Une économie croissant à un rythme de 20 % par an est encore plus éloignée de nos intuitions. À un tel rythme, l'économie doublerait de taille trois fois par décennie ; les enfants finiraient par être environ 500 fois plus riches que leurs parents. Des siècles de progrès économique seraient condensés en quelques décennies et des années de progrès en à peine quelques mois.
Une telle croissance est-elle possible ? La théorie paraît suffisamment plausible. L'IA devient suffisamment avancée pour contribuer à rendre l’IA encore plus performante. Avec une IA toujours plus performante contribuant à développer une IA toujours plus performante, la capacité de l’IA croîtrait à un rythme exponentiel, le taux de croissance augmentant chaque année. Ces superintelligences contribueraient à résoudre de nombreux autres problèmes, par exemple en développant la fusion comme source d'énergie propre quasi illimitée, une énergie sans doute indispensable pour alimenter tous ces cerveaux en silicium. Les IA s'amélioreraient tout le temps et seraient de plus en plus nombreuses.

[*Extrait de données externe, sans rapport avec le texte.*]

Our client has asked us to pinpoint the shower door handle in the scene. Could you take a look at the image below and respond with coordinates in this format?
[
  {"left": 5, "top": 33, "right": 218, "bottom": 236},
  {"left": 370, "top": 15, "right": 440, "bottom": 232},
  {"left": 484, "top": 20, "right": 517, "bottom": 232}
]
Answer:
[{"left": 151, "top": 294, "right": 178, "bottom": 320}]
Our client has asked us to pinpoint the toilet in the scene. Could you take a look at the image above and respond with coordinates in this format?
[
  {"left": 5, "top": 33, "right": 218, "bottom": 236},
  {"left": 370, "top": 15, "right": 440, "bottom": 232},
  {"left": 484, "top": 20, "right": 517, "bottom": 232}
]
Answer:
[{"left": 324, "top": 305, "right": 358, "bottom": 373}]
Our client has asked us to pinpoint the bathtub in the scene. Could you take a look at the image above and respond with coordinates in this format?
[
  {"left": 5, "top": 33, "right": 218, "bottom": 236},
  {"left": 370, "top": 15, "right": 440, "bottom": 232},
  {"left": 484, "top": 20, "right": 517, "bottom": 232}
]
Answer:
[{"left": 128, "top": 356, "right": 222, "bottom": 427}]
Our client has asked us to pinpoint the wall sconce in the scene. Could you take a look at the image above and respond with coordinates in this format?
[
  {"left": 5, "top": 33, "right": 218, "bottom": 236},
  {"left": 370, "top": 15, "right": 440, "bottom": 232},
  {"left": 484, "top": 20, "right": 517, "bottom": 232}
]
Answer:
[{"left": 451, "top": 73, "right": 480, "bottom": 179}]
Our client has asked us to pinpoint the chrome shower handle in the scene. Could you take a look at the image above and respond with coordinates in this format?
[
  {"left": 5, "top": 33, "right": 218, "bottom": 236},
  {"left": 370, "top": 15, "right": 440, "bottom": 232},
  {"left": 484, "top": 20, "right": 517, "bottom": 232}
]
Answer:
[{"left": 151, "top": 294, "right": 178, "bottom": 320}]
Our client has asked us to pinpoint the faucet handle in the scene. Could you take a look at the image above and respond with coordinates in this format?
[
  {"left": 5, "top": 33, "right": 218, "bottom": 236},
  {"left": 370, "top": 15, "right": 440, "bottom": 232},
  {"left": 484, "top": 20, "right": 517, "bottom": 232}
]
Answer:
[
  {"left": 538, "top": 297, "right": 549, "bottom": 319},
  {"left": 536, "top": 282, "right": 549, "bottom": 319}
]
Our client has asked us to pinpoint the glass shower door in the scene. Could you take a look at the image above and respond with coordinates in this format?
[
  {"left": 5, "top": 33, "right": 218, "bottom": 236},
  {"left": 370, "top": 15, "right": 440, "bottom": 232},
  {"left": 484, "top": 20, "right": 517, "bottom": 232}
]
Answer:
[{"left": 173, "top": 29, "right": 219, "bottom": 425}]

C’est très beau en théorie. En pratique, les obstacles sont assez manifestes. Le doute le plus évident : les IA seront-elles suffisamment avancées pour créer de meilleures IA ? Seront-elles assez bonnes pour supplanter les humains, ou pour multiplier leur production, non seulement dans le traitement abstrait, mais aussi dans la prise de décisions stratégiques ou l'exécution de tâches physiques et émotionnelles ? Et y a-t-il vraiment assez d'énergie utilisable pour alimenter tous ces calculs ?

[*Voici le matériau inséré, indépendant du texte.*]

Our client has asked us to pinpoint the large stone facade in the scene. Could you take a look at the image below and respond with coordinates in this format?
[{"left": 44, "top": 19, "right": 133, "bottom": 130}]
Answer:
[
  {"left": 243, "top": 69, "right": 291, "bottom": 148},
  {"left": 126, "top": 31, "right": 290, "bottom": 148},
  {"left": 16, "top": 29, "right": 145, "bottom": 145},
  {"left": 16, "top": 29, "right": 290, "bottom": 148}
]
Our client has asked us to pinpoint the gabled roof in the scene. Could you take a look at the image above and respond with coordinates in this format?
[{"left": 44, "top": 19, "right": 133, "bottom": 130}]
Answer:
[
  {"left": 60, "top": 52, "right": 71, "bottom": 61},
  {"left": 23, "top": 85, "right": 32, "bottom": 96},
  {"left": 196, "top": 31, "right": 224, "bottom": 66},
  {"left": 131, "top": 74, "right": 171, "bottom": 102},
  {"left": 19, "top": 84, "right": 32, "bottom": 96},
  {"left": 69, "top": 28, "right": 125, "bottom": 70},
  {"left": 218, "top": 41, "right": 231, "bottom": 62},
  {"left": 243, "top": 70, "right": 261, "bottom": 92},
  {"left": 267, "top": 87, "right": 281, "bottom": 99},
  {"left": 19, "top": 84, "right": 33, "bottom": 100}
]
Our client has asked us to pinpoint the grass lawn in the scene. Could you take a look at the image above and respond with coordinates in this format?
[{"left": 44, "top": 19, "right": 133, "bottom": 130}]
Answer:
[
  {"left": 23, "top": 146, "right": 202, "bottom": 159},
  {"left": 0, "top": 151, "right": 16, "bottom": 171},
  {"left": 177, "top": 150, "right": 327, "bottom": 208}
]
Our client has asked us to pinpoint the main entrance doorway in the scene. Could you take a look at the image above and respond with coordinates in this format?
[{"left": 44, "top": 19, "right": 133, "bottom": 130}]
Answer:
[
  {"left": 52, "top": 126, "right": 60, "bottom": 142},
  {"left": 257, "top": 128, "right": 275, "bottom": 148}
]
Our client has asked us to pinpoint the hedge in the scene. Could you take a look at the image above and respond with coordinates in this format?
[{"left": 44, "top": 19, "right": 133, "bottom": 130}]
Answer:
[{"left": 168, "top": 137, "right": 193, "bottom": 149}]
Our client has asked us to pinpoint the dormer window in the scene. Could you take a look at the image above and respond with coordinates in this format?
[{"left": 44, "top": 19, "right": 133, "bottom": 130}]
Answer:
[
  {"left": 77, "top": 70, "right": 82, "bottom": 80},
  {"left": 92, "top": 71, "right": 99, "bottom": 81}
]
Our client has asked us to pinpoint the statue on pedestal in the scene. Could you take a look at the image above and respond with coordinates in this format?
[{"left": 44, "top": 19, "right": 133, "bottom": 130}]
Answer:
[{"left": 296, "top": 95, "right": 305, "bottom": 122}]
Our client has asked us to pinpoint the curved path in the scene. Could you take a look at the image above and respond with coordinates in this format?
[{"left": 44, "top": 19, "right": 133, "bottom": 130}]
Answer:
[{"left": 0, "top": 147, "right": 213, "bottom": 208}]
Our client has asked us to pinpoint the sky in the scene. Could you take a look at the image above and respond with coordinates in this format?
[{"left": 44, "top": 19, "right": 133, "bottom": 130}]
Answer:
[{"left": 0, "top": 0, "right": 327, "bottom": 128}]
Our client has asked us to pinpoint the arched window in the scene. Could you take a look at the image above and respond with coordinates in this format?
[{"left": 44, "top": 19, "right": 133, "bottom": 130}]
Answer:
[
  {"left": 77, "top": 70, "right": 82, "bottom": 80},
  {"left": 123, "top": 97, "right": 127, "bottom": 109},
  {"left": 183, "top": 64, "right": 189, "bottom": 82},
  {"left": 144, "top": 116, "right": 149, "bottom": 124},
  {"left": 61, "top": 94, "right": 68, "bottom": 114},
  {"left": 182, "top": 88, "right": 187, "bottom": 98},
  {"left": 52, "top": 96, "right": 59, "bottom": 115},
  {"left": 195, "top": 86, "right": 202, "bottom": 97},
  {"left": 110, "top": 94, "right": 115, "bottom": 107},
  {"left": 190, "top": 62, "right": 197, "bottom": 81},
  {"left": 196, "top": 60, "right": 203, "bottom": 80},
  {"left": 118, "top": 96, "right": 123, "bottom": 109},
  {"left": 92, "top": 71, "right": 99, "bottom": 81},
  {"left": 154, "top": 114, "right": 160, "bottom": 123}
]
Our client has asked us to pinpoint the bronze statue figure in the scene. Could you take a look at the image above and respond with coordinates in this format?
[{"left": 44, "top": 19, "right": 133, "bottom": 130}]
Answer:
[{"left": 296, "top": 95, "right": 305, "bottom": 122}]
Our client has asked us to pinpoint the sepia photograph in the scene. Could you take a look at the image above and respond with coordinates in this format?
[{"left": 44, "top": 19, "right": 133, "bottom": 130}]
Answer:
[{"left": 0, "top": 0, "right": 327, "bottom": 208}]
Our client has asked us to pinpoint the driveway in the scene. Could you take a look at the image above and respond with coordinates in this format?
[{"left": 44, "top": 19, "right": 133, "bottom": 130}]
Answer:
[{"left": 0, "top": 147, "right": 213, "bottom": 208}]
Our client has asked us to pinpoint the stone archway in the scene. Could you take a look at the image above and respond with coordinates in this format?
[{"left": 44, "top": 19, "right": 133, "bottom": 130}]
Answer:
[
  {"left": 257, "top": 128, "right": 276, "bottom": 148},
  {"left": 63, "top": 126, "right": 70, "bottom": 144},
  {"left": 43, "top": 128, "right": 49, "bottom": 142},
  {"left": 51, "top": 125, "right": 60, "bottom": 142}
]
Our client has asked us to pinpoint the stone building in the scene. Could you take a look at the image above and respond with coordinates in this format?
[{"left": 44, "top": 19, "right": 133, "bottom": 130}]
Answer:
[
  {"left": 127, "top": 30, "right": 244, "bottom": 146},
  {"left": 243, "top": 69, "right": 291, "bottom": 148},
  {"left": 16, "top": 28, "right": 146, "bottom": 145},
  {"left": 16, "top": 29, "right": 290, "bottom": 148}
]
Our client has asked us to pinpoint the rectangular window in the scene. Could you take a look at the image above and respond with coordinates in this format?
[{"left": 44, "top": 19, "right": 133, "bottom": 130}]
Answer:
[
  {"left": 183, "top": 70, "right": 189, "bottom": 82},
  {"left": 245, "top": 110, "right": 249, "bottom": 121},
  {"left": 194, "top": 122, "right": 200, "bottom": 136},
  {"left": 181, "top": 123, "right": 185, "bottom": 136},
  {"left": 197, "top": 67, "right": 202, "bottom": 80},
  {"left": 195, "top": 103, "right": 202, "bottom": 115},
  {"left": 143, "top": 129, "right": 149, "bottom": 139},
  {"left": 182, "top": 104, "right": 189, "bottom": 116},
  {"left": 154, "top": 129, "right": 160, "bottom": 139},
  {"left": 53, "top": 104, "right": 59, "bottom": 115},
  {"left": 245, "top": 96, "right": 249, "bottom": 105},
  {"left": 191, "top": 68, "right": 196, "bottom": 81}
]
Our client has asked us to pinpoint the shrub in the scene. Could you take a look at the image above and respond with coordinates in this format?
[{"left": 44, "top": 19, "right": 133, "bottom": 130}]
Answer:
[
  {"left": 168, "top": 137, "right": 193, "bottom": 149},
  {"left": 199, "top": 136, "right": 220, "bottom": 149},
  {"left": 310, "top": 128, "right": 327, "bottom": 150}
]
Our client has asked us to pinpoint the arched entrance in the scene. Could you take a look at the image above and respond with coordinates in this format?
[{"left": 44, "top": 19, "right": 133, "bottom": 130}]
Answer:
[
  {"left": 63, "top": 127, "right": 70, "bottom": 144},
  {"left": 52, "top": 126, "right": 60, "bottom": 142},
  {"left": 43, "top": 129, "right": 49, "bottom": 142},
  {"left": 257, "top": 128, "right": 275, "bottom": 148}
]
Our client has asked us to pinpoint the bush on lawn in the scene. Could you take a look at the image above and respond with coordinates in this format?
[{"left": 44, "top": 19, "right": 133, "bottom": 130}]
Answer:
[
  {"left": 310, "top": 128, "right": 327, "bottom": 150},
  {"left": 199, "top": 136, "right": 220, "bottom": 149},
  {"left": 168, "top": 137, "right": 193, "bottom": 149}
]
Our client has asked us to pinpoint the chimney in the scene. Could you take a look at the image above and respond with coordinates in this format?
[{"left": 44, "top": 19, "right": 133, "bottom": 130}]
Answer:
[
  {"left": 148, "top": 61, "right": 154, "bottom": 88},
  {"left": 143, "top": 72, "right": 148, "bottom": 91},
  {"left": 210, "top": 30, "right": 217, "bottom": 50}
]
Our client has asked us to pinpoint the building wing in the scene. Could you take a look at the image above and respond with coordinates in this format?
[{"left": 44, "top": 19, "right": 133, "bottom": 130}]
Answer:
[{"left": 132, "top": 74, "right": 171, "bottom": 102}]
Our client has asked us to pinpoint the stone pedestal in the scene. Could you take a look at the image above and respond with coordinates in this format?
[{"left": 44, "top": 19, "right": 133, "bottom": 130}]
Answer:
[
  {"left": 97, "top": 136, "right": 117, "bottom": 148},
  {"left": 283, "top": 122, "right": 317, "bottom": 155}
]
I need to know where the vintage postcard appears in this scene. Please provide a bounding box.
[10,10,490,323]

L'histoire des technologies incite également à la prudence. Revenons aux années 1960. La croissance de la population mondiale atteignait alors son apogée, multipliant le nombre de génies capables de développer des idées bénéfiques pour l'humanité entière. L'éducation était en plein essor : de plus en plus de personnes allaient à l'école et à l'université, ce qui entraînait une augmentation spectaculaire (et potentiellement auto-renforçante) de la matière grise diplômée. L’informatique réduisait considérablement le coût des calculs et les ordinateurs étaient utilisés pour concevoir de meilleurs ordinateurs. Internet pointait également à l'horizon, et il y a eu d'innombrables autres sources de soutien potentielles : des voyages plus rapides et moins chers ; une finance plus sophistiquée pour soutenir les nouvelles idées ; des bibliothèques regorgeant de livres toujours plus nombreux.
Si un économiste avait souligné tout cela à la fin des années 1960 et avait affirmé que le taux de croissance des principales économies était sur le point de doubler, cela aurait-il semblé si absurde ? Pourtant, la croissance américaine n'a pas doublé. Elle a chuté après 1970 et est restée décevante depuis. Accroître le taux de croissance économique n'est peut-être pas aussi facile qu'on pourrait l'espérer.
Un récent essai de l'économiste Luis Garicano met en avant plusieurs raisons à cela. L'une d'elles est l'effet "joint torique" (O-ring effect), une idée nommée d'après la défaillance d'un simple composant qui a détruit la navette spatiale Challenger, tuant les sept membres de son équipage. En économie, l'effet "O-ring" symbolise l'idée qu'un système sophistiqué et hautement productif ne vaut parfois que par son maillon le plus faible.
Imaginez le robot masseur qui ne vous brise le cou qu'occasionnellement ; la voiture autonome qui vous prend rarement pour un déchet qui traverse la route ; le système d'IA générative capable d'écrire de la prose à votre place et de fonctionner pendant des jours, voire des semaines, avant de commettre une erreur menaçant votre carrière. Dans certains cas, il est facile de contourner une faiblesse du système d'IA. Dans d'autres cas, ces faiblesses, comme la fragilité d'un joint torique, peuvent être la seule chose qui compte vraiment.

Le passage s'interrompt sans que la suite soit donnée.